J'ai beaucoup apprécié cette lecture ! Je suis fascinée par certains aspects mathématiques, comme les nombres premiers.

Andras said...

Tom, I loved this! We have the same family roots and I (like you) have been wondering why I never spent more time studying mathematics…. Be good

Tom G. said...

Thanks Tom, a nice change of pace. I learned something, I did not realize the 2 is a prime number. And by the way I believe your interest was “piqued.” Spell check missed that one.

Cecil said...

Hi Tom,
Pretty famous forebears. Thanks for sharing. I hope you are doing well. I am now fully retired from Sac State, and enjoying it. I write you from a cruise ship on the way to Croatia. Take care!

Margo said...

Thank you. Very interesting but beyond my non-mathematical brain.

Scott said...

Fun post.

Tom Kando said...

Thank you all.
I’m glad that this piece entertained you. That was exactly my intent.
Andras, I’ll have readers know, is my cousin and his country’s ambassador to the United States during a previous administration.
To Tom G.: I have corrected the embarrassing error. Thank you.

csaba said...

Hey Tom,
I almost forgot that you're a descendant of our famous Kando Kalman, who invented the electric train. And I used to visit my dad at Kando Kalman utca 1,in Buda, near the Danube. 😄
Thanks for the fascinqating prime numbers. What practical application though ?

Tom Kando said...

Right.
There are streets and (even statues) dedicated to Kalman Kando and also to Beke Mano. Practical applications of prime numbers? I have no idea. One of the things that makes math theory so attractive is that it's so abstract...

Gail said...

Dr. Tom: Thanks for this segment on prime numbers. I have an interesting theory on why there is no true 0 point. When I can put it into words I will send this to you . Also I was watching an oceanography movie and found out that there are distinct creatures in the ocean that are just one of a kind. This is interesting and could be correlated to prime numbers. Perhaps the evolutionary universe has select types and patterns that are explained via mathematics and maybe we can find similar anomalies and patterns in human lifeforms that could be explained through math.

All very interesting! The fact that the bell shaped curve never touches zero says a lot about infinity; maybe there is no true end or zero point to all of this….
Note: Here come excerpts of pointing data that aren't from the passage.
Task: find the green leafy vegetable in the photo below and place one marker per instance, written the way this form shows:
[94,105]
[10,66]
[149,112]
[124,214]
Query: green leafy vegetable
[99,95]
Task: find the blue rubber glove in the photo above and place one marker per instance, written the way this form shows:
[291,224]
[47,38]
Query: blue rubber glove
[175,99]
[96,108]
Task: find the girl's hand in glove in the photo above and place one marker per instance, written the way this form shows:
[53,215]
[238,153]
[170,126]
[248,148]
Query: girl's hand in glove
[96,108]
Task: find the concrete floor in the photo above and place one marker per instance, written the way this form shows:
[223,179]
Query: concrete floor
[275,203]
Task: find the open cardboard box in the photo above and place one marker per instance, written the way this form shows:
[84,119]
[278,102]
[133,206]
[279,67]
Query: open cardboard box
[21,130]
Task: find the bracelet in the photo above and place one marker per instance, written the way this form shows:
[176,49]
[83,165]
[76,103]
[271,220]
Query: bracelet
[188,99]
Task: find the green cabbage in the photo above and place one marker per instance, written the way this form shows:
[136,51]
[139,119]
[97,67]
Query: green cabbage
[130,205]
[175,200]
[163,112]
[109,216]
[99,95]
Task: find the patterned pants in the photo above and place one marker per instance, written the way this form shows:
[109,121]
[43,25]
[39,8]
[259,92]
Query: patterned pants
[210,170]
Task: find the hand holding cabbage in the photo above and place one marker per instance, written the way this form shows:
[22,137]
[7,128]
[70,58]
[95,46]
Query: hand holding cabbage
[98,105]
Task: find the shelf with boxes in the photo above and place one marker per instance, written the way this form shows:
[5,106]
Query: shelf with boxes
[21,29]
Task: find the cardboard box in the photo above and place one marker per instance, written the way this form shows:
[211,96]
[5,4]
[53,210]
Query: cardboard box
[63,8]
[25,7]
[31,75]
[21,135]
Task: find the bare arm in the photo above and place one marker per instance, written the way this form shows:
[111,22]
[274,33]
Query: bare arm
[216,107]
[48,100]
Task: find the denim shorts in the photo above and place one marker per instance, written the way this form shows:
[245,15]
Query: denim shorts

Well, this is the stuff of outer limits and the twilight zone😊.

Gail

Tom Kando said...

I look forward to details about Gail's fascinating theory. Her ideas are incredibly interesting

Hutch said...

Tom, I love how your mind works... and your fascination for details... no matter how dry and abstract they may be for some.
And, now, what are you going to do with this wonderful, infinite space of awareness that you've "fallen" into? You can have it all, along with your peace of mind after traversing this interesting adventure called your life.
When are you due in Hawaii... will miss your perspectives and insights in our group. Have fun...
Hutch

Tom Kando said...

Hutch is always very effusive with his compliments...I can't thank him enough. I want Hutch to know that I take his words seriously. I understand the connections which he brings up, and I am inspired by them.